December 8, 2010 — The University of Virginia's Faculty Senate received an update Monday on the University's international activities, programs and opportunities.
Dudley Doane, director of U.Va.'s International, Summer and Special Academic Programs, outlined the programs to the senate in the Rotunda Dome Room.
International programs bring the world to U.Va., take U.Va. out into the world and foster collaboration to create global knowledge, Doane said. There are 2,700 international students at U.Va., as well as 372 foreign scholars, 230 international faculty and 377 professional and classified staff.
"We send about 2,000 students abroad a year, studying in 62 countries," Doane said. "About 40 percent of our four-year students study abroad at some point."
The University sends students to many countries, including Spain, the United Kingdom, France, China and Italy, and offers 23 language programs, both during the school year and in the summer.
"We have a robust summer language program, with many overseas options," Doane said.
The University also maintains more than 60 centers and institutes dealing with international education. During the 2009-10 school year, it held 148 lectures, 159 special events and films, 104 informational sessions, extracurricular classes and club meetings and seven exhibitions. There is a wide array of channels for students and faculty to learn about foreign programs, he said.
For the faculty, the Center for International Studies offers grants, seminars, conferences, fellowships and research groups and a global educational program.
Doane also said the University also works closely with students and researchers going to foreign countries to promote risk management and establish ethical standards to deal with some of the complexities of working and conducting research in an unfamiliar place.
A senator asked what was classified as a global program.
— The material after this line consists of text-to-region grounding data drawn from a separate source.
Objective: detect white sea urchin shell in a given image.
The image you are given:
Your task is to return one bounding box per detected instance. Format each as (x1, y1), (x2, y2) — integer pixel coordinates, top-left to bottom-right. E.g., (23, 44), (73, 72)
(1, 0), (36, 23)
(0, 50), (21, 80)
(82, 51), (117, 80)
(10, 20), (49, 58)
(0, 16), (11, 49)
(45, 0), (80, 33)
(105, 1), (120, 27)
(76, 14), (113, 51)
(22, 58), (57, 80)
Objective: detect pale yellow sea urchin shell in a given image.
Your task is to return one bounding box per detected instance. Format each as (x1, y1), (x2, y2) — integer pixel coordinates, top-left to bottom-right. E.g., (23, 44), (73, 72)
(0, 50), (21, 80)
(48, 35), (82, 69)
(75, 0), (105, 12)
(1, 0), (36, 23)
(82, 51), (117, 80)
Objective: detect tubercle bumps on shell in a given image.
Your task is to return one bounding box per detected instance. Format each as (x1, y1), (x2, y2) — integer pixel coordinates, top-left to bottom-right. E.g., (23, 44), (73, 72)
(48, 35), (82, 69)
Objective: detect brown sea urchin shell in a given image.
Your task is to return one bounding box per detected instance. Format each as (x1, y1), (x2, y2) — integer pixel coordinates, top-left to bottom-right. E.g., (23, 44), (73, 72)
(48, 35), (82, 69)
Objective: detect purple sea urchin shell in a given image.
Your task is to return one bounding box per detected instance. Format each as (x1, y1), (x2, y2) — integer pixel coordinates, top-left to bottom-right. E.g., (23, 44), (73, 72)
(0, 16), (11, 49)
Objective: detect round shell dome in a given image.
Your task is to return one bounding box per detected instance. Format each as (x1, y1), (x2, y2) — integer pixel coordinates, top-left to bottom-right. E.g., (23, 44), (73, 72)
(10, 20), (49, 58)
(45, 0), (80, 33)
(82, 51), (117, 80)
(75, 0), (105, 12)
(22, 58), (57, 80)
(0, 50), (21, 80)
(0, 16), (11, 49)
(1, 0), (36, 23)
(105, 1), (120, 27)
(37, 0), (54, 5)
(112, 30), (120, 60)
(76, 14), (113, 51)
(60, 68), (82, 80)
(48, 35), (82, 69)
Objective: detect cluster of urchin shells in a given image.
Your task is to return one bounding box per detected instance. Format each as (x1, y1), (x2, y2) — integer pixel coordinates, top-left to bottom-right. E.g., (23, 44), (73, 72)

Doane said this was an on-going discussion, since many classes and events touched on the University's global focus.
"This is part of who we are," he said. "Twenty years ago if there was a discussion of internationalization, we had to push to get people to think differently."
One senator expressed concern that students may be confused by the number of choices they have, but Doane said there is an online workshop for all students considering study abroad and that there are different levels of support in each of the University's schools.
Students Outline 'Let's Get Grounded'
Two student leaders, Danielle L. Macgregor and Kelsey R. Host, presented an update on the Let's Get Grounded program, a student-run initiative to change the social norm of bystander behavior by encouraging students, faculty and staff to recognize and react to safety and bias issues. Students founded the program in the aftermath of the slaying last spring of fourth-year women's lacrosse player Yeardley Love.
The students said that bystanders are more likely to become involved in a situation if they are alone and much less likely to get involved if there is a crowd.
Macgregor and Host said Let's Get Grounded is offering 90-minute training sessions on overcoming the "bystander effect" with concrete steps students can apply. They said about 850 students, faculty and staff have gone through the training.
They encouraged the senators to visit the Let's Get Grounded website.
Sullivan Discusses Budget Process, Governor's Commission Proposals
University President Teresa A. Sullivan addressed the senate on several topics, including a new budget model and the work of Gov. Bob McDonnell's Commission on Higher Education.
Sullivan told the senators she was considering a budget model that would shift the major responsibilities for the academic budget from the executive vice president and chief operating officer to the provost, creating a "strong provost" model. She said this budget model also gives deans incentives to cut costs within their own organizations.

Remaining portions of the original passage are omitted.